Why topology matters for machine learning |

The Shape of Data

Machine learning algorithms work with data, but data has shape. Sensor readings, images, molecular structures, social networks — none of these are just bags of feature vectors. They sit on manifolds, in graphs, with topology that standard ML pipelines flatten before they ever see it.

Topological Data Analysis (TDA) is the mathematical framework for detecting and using that structure. TDA borrows from algebraic topology to identify features like connected components, loops, and voids in data, at multiple scales simultaneously.

I have spent most of my career thinking about the geometry and topology of spaces, first in pure mathematics (quasi-metric spaces, fixed-point theory) and now in data. The transition is less dramatic than it sounds: the same mathematical structures that govern convergence in generalized metric spaces also govern the behavior of learning algorithms.

Persistent Homology

The foundational tool of TDA is persistent homology. Given a dataset \(X = \{x_1, \ldots, x_n\} \subset \mathbb{R}^d\), we construct a filtration of simplicial complexes:

\[K_0 \subseteq K_1 \subseteq \cdots \subseteq K_m\]

by growing balls of radius \(\epsilon\) around each point and tracking when topological features appear (are “born”) and disappear (“die”).

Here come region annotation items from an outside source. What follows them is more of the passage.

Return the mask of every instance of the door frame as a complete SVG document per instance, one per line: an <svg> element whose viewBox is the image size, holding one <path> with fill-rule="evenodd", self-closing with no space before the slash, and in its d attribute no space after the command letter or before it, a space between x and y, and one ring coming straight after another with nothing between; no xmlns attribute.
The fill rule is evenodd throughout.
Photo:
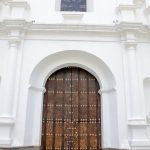
<svg viewBox="0 0 150 150"><path fill-rule="evenodd" d="M89 52L79 50L60 51L46 56L33 69L28 88L25 144L40 146L45 83L52 73L67 66L83 68L97 79L101 87L99 94L101 95L102 147L118 148L119 131L115 77L108 65L100 58ZM112 120L112 117L115 119ZM116 137L115 140L113 135Z"/></svg>

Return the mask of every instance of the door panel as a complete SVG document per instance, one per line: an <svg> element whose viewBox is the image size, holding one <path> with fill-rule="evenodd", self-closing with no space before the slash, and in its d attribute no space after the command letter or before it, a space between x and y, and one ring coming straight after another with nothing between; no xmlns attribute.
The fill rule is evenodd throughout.
<svg viewBox="0 0 150 150"><path fill-rule="evenodd" d="M44 95L43 150L101 149L99 85L87 71L68 67L52 74Z"/></svg>

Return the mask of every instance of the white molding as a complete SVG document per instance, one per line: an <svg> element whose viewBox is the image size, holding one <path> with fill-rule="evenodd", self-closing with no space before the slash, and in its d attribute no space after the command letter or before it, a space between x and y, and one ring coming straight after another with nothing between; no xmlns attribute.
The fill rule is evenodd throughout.
<svg viewBox="0 0 150 150"><path fill-rule="evenodd" d="M99 94L111 93L111 92L116 92L116 88L100 89L98 91Z"/></svg>
<svg viewBox="0 0 150 150"><path fill-rule="evenodd" d="M118 7L117 7L117 10L118 11L122 11L122 10L136 10L138 8L137 5L135 4L120 4Z"/></svg>
<svg viewBox="0 0 150 150"><path fill-rule="evenodd" d="M9 1L7 4L10 5L10 7L24 7L26 9L29 8L27 1Z"/></svg>
<svg viewBox="0 0 150 150"><path fill-rule="evenodd" d="M129 126L148 126L145 118L130 118L128 119Z"/></svg>
<svg viewBox="0 0 150 150"><path fill-rule="evenodd" d="M149 139L133 139L130 142L130 145L133 149L138 149L138 148L144 148L148 147L150 149L150 140Z"/></svg>
<svg viewBox="0 0 150 150"><path fill-rule="evenodd" d="M9 116L0 116L0 125L2 124L10 124L13 125L15 123L15 120L13 117Z"/></svg>
<svg viewBox="0 0 150 150"><path fill-rule="evenodd" d="M0 146L2 147L7 147L11 144L12 144L12 139L0 139Z"/></svg>
<svg viewBox="0 0 150 150"><path fill-rule="evenodd" d="M45 87L38 87L38 86L29 85L29 89L32 89L32 90L38 91L38 92L42 92L42 93L46 92Z"/></svg>

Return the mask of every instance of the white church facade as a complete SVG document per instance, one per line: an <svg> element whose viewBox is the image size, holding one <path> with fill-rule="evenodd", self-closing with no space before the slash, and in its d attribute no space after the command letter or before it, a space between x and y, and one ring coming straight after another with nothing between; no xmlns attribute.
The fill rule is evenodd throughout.
<svg viewBox="0 0 150 150"><path fill-rule="evenodd" d="M149 0L0 0L0 149L41 145L150 150Z"/></svg>

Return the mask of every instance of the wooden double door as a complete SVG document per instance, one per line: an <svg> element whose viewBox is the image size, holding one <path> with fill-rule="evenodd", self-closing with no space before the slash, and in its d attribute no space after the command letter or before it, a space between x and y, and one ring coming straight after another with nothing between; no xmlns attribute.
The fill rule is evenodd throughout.
<svg viewBox="0 0 150 150"><path fill-rule="evenodd" d="M42 119L42 150L101 149L99 85L94 76L63 68L46 83Z"/></svg>

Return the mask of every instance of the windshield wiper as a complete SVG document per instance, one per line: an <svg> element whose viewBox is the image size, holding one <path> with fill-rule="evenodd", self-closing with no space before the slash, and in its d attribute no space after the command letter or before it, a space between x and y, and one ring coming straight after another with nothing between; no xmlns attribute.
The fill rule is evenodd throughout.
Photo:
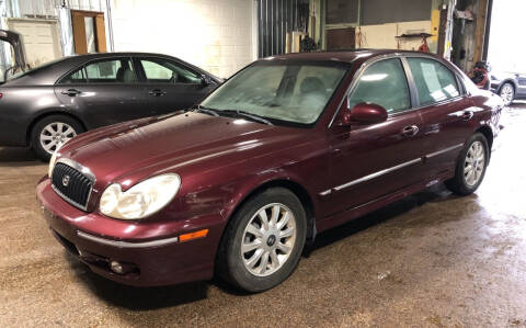
<svg viewBox="0 0 526 328"><path fill-rule="evenodd" d="M267 125L274 125L268 120L265 120L265 118L263 118L259 115L247 113L247 112L243 112L243 111L224 110L221 112L225 112L225 113L228 113L228 114L237 114L239 116L244 116L244 117L252 118L253 121L258 121L260 123L264 123L264 124L267 124Z"/></svg>
<svg viewBox="0 0 526 328"><path fill-rule="evenodd" d="M209 108L205 108L203 105L196 105L193 108L194 112L202 112L202 113L206 113L206 114L209 114L209 115L213 115L213 116L219 116L219 114L213 110L213 109L209 109Z"/></svg>

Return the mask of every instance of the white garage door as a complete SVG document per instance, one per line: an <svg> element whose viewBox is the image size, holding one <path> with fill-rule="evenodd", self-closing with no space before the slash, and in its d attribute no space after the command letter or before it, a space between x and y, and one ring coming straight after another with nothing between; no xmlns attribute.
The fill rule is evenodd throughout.
<svg viewBox="0 0 526 328"><path fill-rule="evenodd" d="M10 19L8 26L9 30L22 34L26 61L31 67L61 57L56 20Z"/></svg>

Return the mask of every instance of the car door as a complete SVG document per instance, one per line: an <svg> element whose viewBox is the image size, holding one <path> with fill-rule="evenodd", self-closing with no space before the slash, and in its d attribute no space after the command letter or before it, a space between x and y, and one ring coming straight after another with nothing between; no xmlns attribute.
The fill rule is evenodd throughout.
<svg viewBox="0 0 526 328"><path fill-rule="evenodd" d="M183 64L164 57L138 57L144 92L153 114L171 113L192 106L215 87Z"/></svg>
<svg viewBox="0 0 526 328"><path fill-rule="evenodd" d="M130 57L85 63L61 78L55 94L89 128L148 116L146 97Z"/></svg>
<svg viewBox="0 0 526 328"><path fill-rule="evenodd" d="M419 182L424 176L422 118L414 111L400 58L368 66L341 111L363 102L384 106L386 122L331 126L331 173L327 212L356 207Z"/></svg>
<svg viewBox="0 0 526 328"><path fill-rule="evenodd" d="M464 143L472 133L477 109L448 67L430 57L408 57L424 122L427 176L454 168Z"/></svg>

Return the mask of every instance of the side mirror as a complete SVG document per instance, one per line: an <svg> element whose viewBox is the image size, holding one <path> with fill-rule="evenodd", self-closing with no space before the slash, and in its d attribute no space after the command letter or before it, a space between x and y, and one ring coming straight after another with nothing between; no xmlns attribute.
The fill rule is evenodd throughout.
<svg viewBox="0 0 526 328"><path fill-rule="evenodd" d="M387 120L387 111L374 103L358 103L352 110L345 109L341 116L340 125L346 126L353 123L375 124Z"/></svg>
<svg viewBox="0 0 526 328"><path fill-rule="evenodd" d="M203 88L206 88L208 86L211 84L211 79L209 76L207 75L202 75L201 76L201 84L203 86Z"/></svg>

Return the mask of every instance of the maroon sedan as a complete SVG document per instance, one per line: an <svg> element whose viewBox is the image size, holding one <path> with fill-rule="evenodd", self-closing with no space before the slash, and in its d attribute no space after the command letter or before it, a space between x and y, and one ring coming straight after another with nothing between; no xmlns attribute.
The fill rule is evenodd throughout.
<svg viewBox="0 0 526 328"><path fill-rule="evenodd" d="M502 106L431 55L271 57L192 110L73 138L37 196L53 235L103 276L216 272L264 291L317 233L443 181L477 190Z"/></svg>

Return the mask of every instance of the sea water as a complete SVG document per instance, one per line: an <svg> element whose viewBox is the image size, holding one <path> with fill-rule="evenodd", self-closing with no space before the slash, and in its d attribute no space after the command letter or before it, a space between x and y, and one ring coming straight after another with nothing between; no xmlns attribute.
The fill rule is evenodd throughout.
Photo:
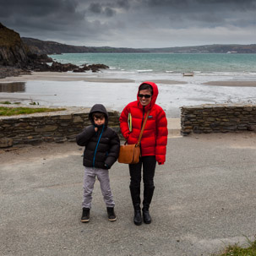
<svg viewBox="0 0 256 256"><path fill-rule="evenodd" d="M76 65L103 63L123 72L202 74L256 73L256 54L178 53L65 53L50 56Z"/></svg>
<svg viewBox="0 0 256 256"><path fill-rule="evenodd" d="M79 80L31 80L12 88L0 84L0 101L86 107L102 103L109 109L122 111L128 102L136 101L139 84L151 80L159 88L156 103L168 117L179 117L182 106L256 104L256 87L204 84L256 81L256 54L67 53L51 57L63 63L102 63L110 68L73 74ZM183 76L186 72L194 72L194 75Z"/></svg>

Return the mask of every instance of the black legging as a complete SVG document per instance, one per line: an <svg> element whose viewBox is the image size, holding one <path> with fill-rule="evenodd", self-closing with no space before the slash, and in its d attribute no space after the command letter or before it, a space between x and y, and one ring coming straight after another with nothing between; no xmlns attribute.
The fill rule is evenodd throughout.
<svg viewBox="0 0 256 256"><path fill-rule="evenodd" d="M154 176L155 170L155 156L143 156L139 159L139 162L134 165L129 165L131 183L133 188L140 188L141 182L141 167L143 166L143 182L144 187L154 187Z"/></svg>

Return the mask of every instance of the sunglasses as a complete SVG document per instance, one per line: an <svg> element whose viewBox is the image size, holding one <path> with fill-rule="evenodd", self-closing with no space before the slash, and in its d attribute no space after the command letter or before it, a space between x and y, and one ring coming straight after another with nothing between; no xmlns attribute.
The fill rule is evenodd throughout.
<svg viewBox="0 0 256 256"><path fill-rule="evenodd" d="M150 98L152 95L141 95L141 94L139 94L138 96L139 96L139 98L145 97L146 99L149 99L149 98Z"/></svg>

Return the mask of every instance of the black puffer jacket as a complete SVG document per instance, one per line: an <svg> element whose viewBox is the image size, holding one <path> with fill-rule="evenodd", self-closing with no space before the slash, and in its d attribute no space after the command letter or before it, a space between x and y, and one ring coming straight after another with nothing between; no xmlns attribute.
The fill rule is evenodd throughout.
<svg viewBox="0 0 256 256"><path fill-rule="evenodd" d="M105 124L98 127L95 131L95 123L92 118L94 112L101 112L105 115ZM89 113L89 118L92 125L76 136L77 144L85 146L84 152L84 166L87 167L96 167L110 169L118 158L120 140L117 133L107 127L108 114L105 106L95 104Z"/></svg>

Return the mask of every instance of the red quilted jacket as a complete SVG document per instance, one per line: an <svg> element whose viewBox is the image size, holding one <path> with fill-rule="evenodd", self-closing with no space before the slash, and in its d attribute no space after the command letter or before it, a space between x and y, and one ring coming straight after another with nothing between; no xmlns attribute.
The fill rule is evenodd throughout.
<svg viewBox="0 0 256 256"><path fill-rule="evenodd" d="M123 136L128 140L128 144L136 144L139 139L142 128L142 119L146 116L148 110L150 115L143 133L140 142L141 155L155 155L156 161L161 165L166 161L166 144L167 144L167 120L163 109L155 104L158 95L158 88L155 83L144 82L150 84L153 88L151 101L146 106L143 106L139 100L139 90L137 101L130 102L125 106L120 116L120 128ZM132 131L129 131L128 117L132 116Z"/></svg>

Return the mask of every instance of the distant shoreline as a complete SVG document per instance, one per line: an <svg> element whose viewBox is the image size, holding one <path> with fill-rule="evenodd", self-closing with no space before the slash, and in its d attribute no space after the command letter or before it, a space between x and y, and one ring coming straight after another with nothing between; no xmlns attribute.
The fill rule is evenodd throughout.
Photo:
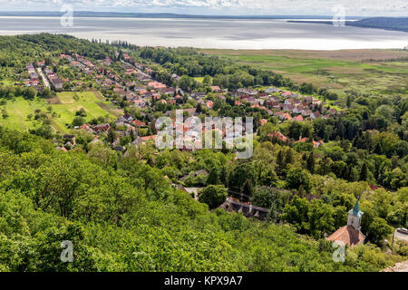
<svg viewBox="0 0 408 290"><path fill-rule="evenodd" d="M288 20L290 23L301 24L333 24L332 21L302 21ZM345 21L345 24L348 26L355 26L362 28L384 29L390 31L400 31L408 33L408 17L372 17L364 18L357 21Z"/></svg>

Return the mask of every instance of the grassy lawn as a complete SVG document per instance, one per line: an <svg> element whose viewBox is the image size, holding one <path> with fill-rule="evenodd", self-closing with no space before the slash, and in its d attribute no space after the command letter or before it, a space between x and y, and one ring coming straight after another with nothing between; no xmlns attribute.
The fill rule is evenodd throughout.
<svg viewBox="0 0 408 290"><path fill-rule="evenodd" d="M75 95L78 98L75 98ZM97 104L101 101L93 92L58 92L57 97L60 103L53 104L52 107L53 111L60 115L59 118L55 119L55 122L61 128L66 128L75 117L75 112L81 108L83 108L86 111L85 120L87 121L101 116L114 117Z"/></svg>
<svg viewBox="0 0 408 290"><path fill-rule="evenodd" d="M58 117L52 119L53 127L59 131L68 131L67 125L72 123L75 117L75 112L83 108L86 111L86 121L93 118L106 117L113 118L120 114L120 110L106 101L102 100L101 95L95 92L58 92L57 97L53 99L50 104L44 99L36 98L33 101L24 100L21 97L14 101L7 100L5 107L9 117L3 119L0 117L0 124L5 127L14 128L20 130L27 130L40 125L34 120L28 120L27 115L34 115L36 109L48 112L47 108L52 107L52 111L56 112ZM77 97L75 97L75 94ZM55 100L57 102L55 102Z"/></svg>
<svg viewBox="0 0 408 290"><path fill-rule="evenodd" d="M47 106L46 101L43 99L27 101L18 97L13 101L7 100L5 106L0 106L0 108L5 108L8 118L3 119L0 117L0 124L12 129L27 130L38 124L36 121L28 120L27 115L34 115L36 109L46 111Z"/></svg>
<svg viewBox="0 0 408 290"><path fill-rule="evenodd" d="M201 50L243 65L271 70L301 83L312 82L336 92L408 94L408 63L380 62L408 57L393 50ZM376 60L368 62L368 59Z"/></svg>

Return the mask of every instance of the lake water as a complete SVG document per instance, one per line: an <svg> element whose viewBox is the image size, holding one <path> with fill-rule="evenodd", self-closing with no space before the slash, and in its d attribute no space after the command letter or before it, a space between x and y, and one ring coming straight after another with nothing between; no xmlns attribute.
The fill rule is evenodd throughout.
<svg viewBox="0 0 408 290"><path fill-rule="evenodd" d="M40 32L172 47L336 50L408 45L407 33L287 23L285 19L75 17L73 26L63 26L60 17L0 16L0 34Z"/></svg>

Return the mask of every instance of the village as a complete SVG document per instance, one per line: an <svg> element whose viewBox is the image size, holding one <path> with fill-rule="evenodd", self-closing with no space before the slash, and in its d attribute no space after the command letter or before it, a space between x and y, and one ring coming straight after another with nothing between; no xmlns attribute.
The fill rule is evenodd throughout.
<svg viewBox="0 0 408 290"><path fill-rule="evenodd" d="M85 123L78 128L89 133L95 135L96 141L101 134L108 134L111 130L115 130L115 138L112 140L112 147L118 151L126 151L126 145L121 140L127 136L131 136L131 143L133 145L145 144L148 140L154 140L156 138L155 119L151 113L151 109L156 104L160 104L164 108L171 108L168 110L164 115L173 120L173 128L180 130L180 124L175 121L175 110L183 109L183 104L188 100L193 100L199 108L183 109L185 118L193 116L202 116L201 108L206 111L213 109L217 99L225 101L227 97L234 100L235 106L248 106L253 111L262 111L266 116L275 116L278 121L294 121L302 122L304 121L314 121L320 118L329 118L335 114L342 114L344 111L338 111L335 109L329 109L325 102L312 96L304 96L289 91L282 90L276 87L268 87L266 89L250 89L239 88L235 91L228 92L227 89L221 89L218 85L210 85L209 92L212 95L209 98L208 91L203 92L184 92L177 85L174 87L167 86L153 79L151 76L153 70L149 65L141 64L138 61L131 58L127 53L122 53L122 59L120 61L118 69L112 68L112 61L109 57L102 60L94 61L87 59L78 53L72 55L61 54L59 58L64 60L70 67L81 72L82 73L91 77L92 82L112 98L112 102L116 105L121 102L126 101L133 108L141 110L142 118L137 119L134 115L124 113L122 116L113 121L113 123L103 122L98 124ZM24 80L25 86L32 86L42 92L44 88L49 88L54 92L63 90L77 91L83 88L83 82L78 80L69 80L68 78L60 77L55 70L52 70L50 66L45 64L45 61L39 61L34 63L28 63L26 66L29 79ZM171 78L174 83L180 81L180 77L172 74ZM151 112L151 113L150 113ZM222 117L222 116L221 116ZM265 125L267 122L266 118L259 121L259 125ZM191 142L197 140L194 133L194 122L183 122L184 138L189 139ZM112 128L114 127L114 128ZM117 128L121 130L116 130ZM146 129L147 132L146 132ZM215 127L209 128L206 124L203 130L218 130L218 133L225 138L227 136L227 129L221 130ZM141 133L143 131L143 133ZM72 150L75 146L75 141L70 138L70 134L64 135L66 143L59 144L58 149L63 150ZM230 136L228 136L230 137ZM288 142L289 138L282 134L280 131L275 131L269 134L271 139L279 140L282 142ZM299 140L290 140L295 142L306 142L307 138L299 138ZM313 146L317 148L323 143L323 140L313 140Z"/></svg>

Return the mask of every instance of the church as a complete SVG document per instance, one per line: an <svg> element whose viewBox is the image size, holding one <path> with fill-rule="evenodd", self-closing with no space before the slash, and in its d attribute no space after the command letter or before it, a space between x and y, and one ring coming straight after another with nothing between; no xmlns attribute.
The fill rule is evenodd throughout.
<svg viewBox="0 0 408 290"><path fill-rule="evenodd" d="M342 227L326 237L328 241L343 242L349 246L357 246L363 244L365 239L365 236L360 231L361 228L361 218L364 212L360 210L358 199L355 204L355 207L348 212L347 226Z"/></svg>

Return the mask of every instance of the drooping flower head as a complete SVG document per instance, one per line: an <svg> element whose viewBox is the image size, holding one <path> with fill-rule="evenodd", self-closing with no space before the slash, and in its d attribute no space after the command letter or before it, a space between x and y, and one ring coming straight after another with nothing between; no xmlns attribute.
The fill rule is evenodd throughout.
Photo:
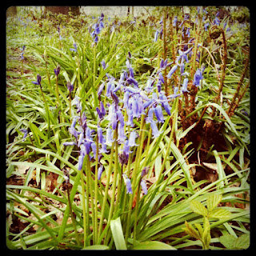
<svg viewBox="0 0 256 256"><path fill-rule="evenodd" d="M200 81L203 78L202 71L198 69L194 75L193 84L196 86L200 86Z"/></svg>
<svg viewBox="0 0 256 256"><path fill-rule="evenodd" d="M66 83L66 87L70 93L71 93L74 90L74 85L72 85L70 82Z"/></svg>
<svg viewBox="0 0 256 256"><path fill-rule="evenodd" d="M54 73L55 73L57 77L58 76L60 70L61 70L61 67L60 67L59 65L58 65L57 68L54 69Z"/></svg>
<svg viewBox="0 0 256 256"><path fill-rule="evenodd" d="M38 85L38 86L41 86L41 75L40 74L38 74L37 75L37 81L36 82L32 82L34 85Z"/></svg>

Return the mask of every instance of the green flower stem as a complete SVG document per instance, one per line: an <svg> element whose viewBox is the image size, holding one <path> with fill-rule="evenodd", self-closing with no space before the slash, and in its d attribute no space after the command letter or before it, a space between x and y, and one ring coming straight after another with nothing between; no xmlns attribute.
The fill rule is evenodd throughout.
<svg viewBox="0 0 256 256"><path fill-rule="evenodd" d="M166 17L167 17L167 6L165 7L164 10L164 18L163 18L163 40L162 40L162 58L164 60L166 59ZM167 85L167 78L166 78L166 69L164 70L164 88L166 96L169 95L169 88Z"/></svg>
<svg viewBox="0 0 256 256"><path fill-rule="evenodd" d="M116 191L116 183L117 183L117 178L118 174L118 127L116 127L114 130L114 145L115 145L115 150L114 150L114 180L112 183L112 198L110 202L110 208L109 211L109 217L108 217L108 222L110 222L111 218L113 216L113 211L114 211L114 199L115 199L115 191ZM117 207L117 206L116 206ZM111 234L108 230L105 244L107 245L110 238L110 235Z"/></svg>
<svg viewBox="0 0 256 256"><path fill-rule="evenodd" d="M112 166L113 166L113 155L114 155L114 143L112 143L111 146L111 153L110 153L110 166L107 173L107 178L106 178L106 183L105 186L105 191L104 191L104 197L103 197L103 202L102 202L102 214L101 214L101 219L99 222L99 227L98 227L98 238L97 242L100 243L100 235L102 232L102 224L103 224L103 219L104 219L104 211L106 208L106 198L108 196L108 190L110 186L110 180L111 176L111 170L112 170Z"/></svg>
<svg viewBox="0 0 256 256"><path fill-rule="evenodd" d="M94 109L98 105L98 97L96 94L96 44L94 46Z"/></svg>
<svg viewBox="0 0 256 256"><path fill-rule="evenodd" d="M142 115L142 121L141 121L141 127L140 127L140 135L138 138L138 147L137 149L137 154L134 162L134 167L133 171L133 177L132 177L132 190L135 190L135 185L136 185L136 180L138 176L138 164L140 162L140 158L142 152L142 147L143 147L143 141L144 141L144 126L145 126L145 114ZM126 243L127 243L128 236L130 235L130 215L132 211L132 206L133 206L133 199L134 197L131 195L129 198L129 208L128 208L128 217L127 217L127 222L126 222L126 235L125 235L125 240Z"/></svg>
<svg viewBox="0 0 256 256"><path fill-rule="evenodd" d="M89 209L86 214L86 197L85 197L85 184L83 180L83 170L84 169L84 163L82 168L81 170L81 186L82 186L82 214L83 214L83 246L86 246L86 239L88 236L88 228L87 226L89 225ZM87 197L87 191L86 191L86 199ZM88 203L86 204L88 206ZM88 207L87 207L88 208Z"/></svg>
<svg viewBox="0 0 256 256"><path fill-rule="evenodd" d="M159 173L159 176L158 176L158 178L157 179L156 181L156 186L159 184L160 182L160 180L162 178L162 174L165 169L165 165L166 165L166 159L168 158L168 156L170 155L170 144L171 144L171 142L173 140L173 138L174 138L174 126L177 122L177 118L178 118L178 97L175 98L175 101L174 101L174 103L175 105L175 110L174 111L174 122L173 122L173 126L172 126L172 129L171 129L171 131L170 131L170 138L169 138L169 142L168 142L168 145L167 145L167 149L166 149L166 155L164 157L164 159L163 159L163 162L162 163L162 167L161 167L161 170L160 170L160 173Z"/></svg>
<svg viewBox="0 0 256 256"><path fill-rule="evenodd" d="M94 233L95 234L95 238L98 238L98 138L96 135L96 161L95 161L95 181L94 181L94 198L95 198L95 214L94 214L94 223L95 229ZM95 240L97 243L97 240Z"/></svg>
<svg viewBox="0 0 256 256"><path fill-rule="evenodd" d="M141 194L141 184L140 184L140 182L138 182L138 190L137 190L136 205L135 205L135 214L134 214L134 236L133 236L134 244L134 242L136 241L138 210L138 202L139 202L139 199L140 199L140 194Z"/></svg>
<svg viewBox="0 0 256 256"><path fill-rule="evenodd" d="M95 210L94 210L94 193L93 193L93 184L92 184L92 177L91 177L91 168L90 168L90 155L87 154L86 159L86 194L88 192L88 202L89 202L89 193L90 197L90 205L91 205L91 214L92 214L92 224L93 224L93 241L94 244L96 243L97 238L95 237L95 229L96 229L96 223L95 223ZM88 210L89 210L89 203L88 203ZM88 213L89 215L89 213Z"/></svg>
<svg viewBox="0 0 256 256"><path fill-rule="evenodd" d="M120 204L119 204L119 200L120 200L120 196L121 196L121 192L122 192L122 170L123 170L123 165L122 165L121 168L121 174L120 174L120 178L118 180L118 192L117 192L117 199L116 199L116 207L114 208L114 214L116 214L118 209L120 209Z"/></svg>
<svg viewBox="0 0 256 256"><path fill-rule="evenodd" d="M70 207L70 216L71 216L71 219L72 219L72 225L73 225L74 234L75 234L75 239L77 241L78 245L80 246L80 241L79 241L79 237L78 237L78 230L77 230L77 226L75 224L75 218L73 215L72 204L71 204L71 201L70 201L70 189L69 189L68 184L66 186L66 194L67 194L67 200L68 200L68 204L69 204L69 207Z"/></svg>
<svg viewBox="0 0 256 256"><path fill-rule="evenodd" d="M159 176L158 176L158 178L157 179L156 182L150 186L150 190L153 190L153 193L149 194L149 198L148 198L148 205L150 204L150 202L152 202L152 200L154 198L154 196L156 194L156 193L158 192L158 189L156 188L159 183L160 183L160 181L161 181L161 178L162 178L162 174L163 172L163 170L165 168L165 163L166 162L166 159L167 159L167 157L170 155L169 154L169 151L170 151L170 144L171 144L171 142L172 142L172 139L173 139L173 136L174 136L174 124L175 122L177 122L177 117L178 117L178 98L176 98L175 100L174 100L174 106L175 106L175 110L172 113L172 114L174 114L174 122L173 122L173 129L171 130L171 133L170 133L170 140L169 140L169 142L168 142L168 145L167 145L167 149L166 149L166 155L165 155L165 158L164 158L164 160L163 160L163 162L162 164L162 168L161 168L161 170L160 170L160 174L159 174ZM176 104L176 105L175 105ZM142 228L141 230L143 230L145 226L146 226L146 223L144 223L144 226L142 226ZM141 226L141 225L140 225Z"/></svg>
<svg viewBox="0 0 256 256"><path fill-rule="evenodd" d="M46 55L47 55L47 54L46 54L46 52L45 50L43 57L44 57L44 59L45 59L45 62L46 62L46 74L47 74L47 78L48 78L47 86L48 86L49 91L50 91L53 94L54 94L54 91L53 91L53 90L52 90L52 88L50 86L50 74L49 74L49 70L48 70L48 66L47 66Z"/></svg>
<svg viewBox="0 0 256 256"><path fill-rule="evenodd" d="M71 114L71 93L70 92L70 97L69 97L69 102L70 102L70 116L72 116Z"/></svg>
<svg viewBox="0 0 256 256"><path fill-rule="evenodd" d="M132 159L134 158L134 151L135 151L135 150L133 150L133 153L129 154L128 164L127 164L126 171L126 174L127 176L129 176L129 173L130 173L130 164L131 164ZM126 205L127 193L126 192L126 187L125 187L125 186L122 186L122 190L121 193L122 193L121 198L123 198L123 200L122 200L122 202L120 202L120 203L122 204L122 205L121 205L121 209L122 209L121 212L122 212L122 213L125 213L125 211L126 211L126 206L127 206L127 205ZM123 194L124 194L124 195L123 195ZM126 220L126 218L127 218L126 216L127 216L127 214L124 214L122 216L122 220Z"/></svg>
<svg viewBox="0 0 256 256"><path fill-rule="evenodd" d="M198 50L198 39L200 37L200 32L202 30L202 6L200 6L200 12L198 14L198 26L197 27L197 31L195 33L195 40L194 40L194 52L192 56L192 69L191 69L191 78L194 77L195 73L195 67L196 67L196 58L197 58L197 50Z"/></svg>
<svg viewBox="0 0 256 256"><path fill-rule="evenodd" d="M46 106L46 113L47 113L47 119L48 119L47 120L47 123L48 123L48 129L47 129L48 130L48 133L47 133L47 135L48 135L48 138L50 138L50 119L49 106L48 106L47 102L46 100L45 94L43 94L41 84L39 84L39 86L40 86L40 90L41 90L41 94L42 94L42 99L43 99L43 102L44 102L45 106Z"/></svg>
<svg viewBox="0 0 256 256"><path fill-rule="evenodd" d="M56 91L56 97L57 97L58 106L60 106L60 103L59 103L58 86L58 76L57 76L57 75L56 75L56 87L55 87L55 91Z"/></svg>

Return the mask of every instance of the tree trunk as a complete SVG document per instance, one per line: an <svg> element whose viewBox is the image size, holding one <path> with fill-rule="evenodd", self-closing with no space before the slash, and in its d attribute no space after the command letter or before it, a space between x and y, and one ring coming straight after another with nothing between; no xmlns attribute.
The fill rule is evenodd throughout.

The construction typically uses the Vietoris-Rips complex: at scale \(\epsilon\), we add a \(k\)-simplex \([x_{i_0}, \ldots, x_{i_k}]\) whenever all pairwise distances satisfy \(d(x_{i_j}, x_{i_l}) \leq \epsilon\). As \(\epsilon\) increases from zero, we sweep through all scales and record the evolution of topological features.

The result is a persistence diagram — a multiset of points \((b_i, d_i)\) in the plane, where each point represents a topological feature with birth time \(b_i\) and death time \(d_i\). Features that persist across a wide range of scales (far from the diagonal) are considered genuine structural features of the data; those that appear and vanish quickly are noise.

A Quick Example in Python

Here is a minimal example computing persistence on a noisy circle:

import numpy as np
from ripser import ripser
from persim import plot_diagrams

# Generate a noisy circle
np.random.seed(42)
theta = np.random.uniform(0, 2 * np.pi, 200)
X = np.column_stack([np.cos(theta), np.sin(theta)])
X += 0.05 * np.random.randn(*X.shape)

# Compute persistent homology up to dimension 1
result = ripser(X, maxdim=1)

# The H_0 diagram shows one long-lived component (the circle is connected).
# The H_1 diagram shows one prominent point far from the diagonal — the loop.
plot_diagrams(result['dgms'], show=True)

The single persistent \(H_1\) feature captures the fact that our data lies on a circle, regardless of the coordinate system or the noise level. This coordinate-free, multi-scale summary is exactly what makes TDA compelling for machine learning.

Why these features earn their place

Topological features have four properties that make them useful as ML inputs. They’re coordinate-free (invariant under rotations, translations, and continuous deformations). They’re multi-scale, capturing structure across resolutions in one pass. They’re stable under small data perturbations — this is what the stability theorem buys you, and it’s why moderate noise doesn’t destroy the signal. And they provide information that’s largely orthogonal to standard geometric features, so they compose with PCA, kernels, and the rest of the usual pipeline rather than competing with it.

In The Shape of Data, Colleen Farrelly and I show how persistence landscapes plug in as feature vectors, how Mapper supports exploratory data analysis, and where each method earns its keep against the standard baselines.

Beyond persistence: geometric deep learning

TDA is part of a wider shift toward geometry-aware ML. Graph neural networks, equivariant networks, and manifold-learning methods all use the geometric structure of their input domains rather than treating inputs as opaque vectors. Bronstein et al.’s geometric deep learning program organizes these approaches into a single framework, with topology sitting at the bottom of the stack.

Watching this happen from a pure-topology background is satisfying. The quasi-metrics, asymmetric distances, and generalized fixed-point theorems I worked on during my PhD at UCT now have concrete uses: understanding when learning algorithms converge, and what shape the representations they learn actually have.

What’s coming in the next posts

I’ll work through fixed-point theory and reinforcement-learning convergence, practical TDA workflows in Python (Ripser, GUDHI), geometric deep learning on graphs and manifolds, and what asymmetric topology contributes to modeling irreversible processes.

The pure-math / applied-ML boundary is real but porous, and topology happens to be one of the places where the two sides share vocabulary. That’s the through-line of the series.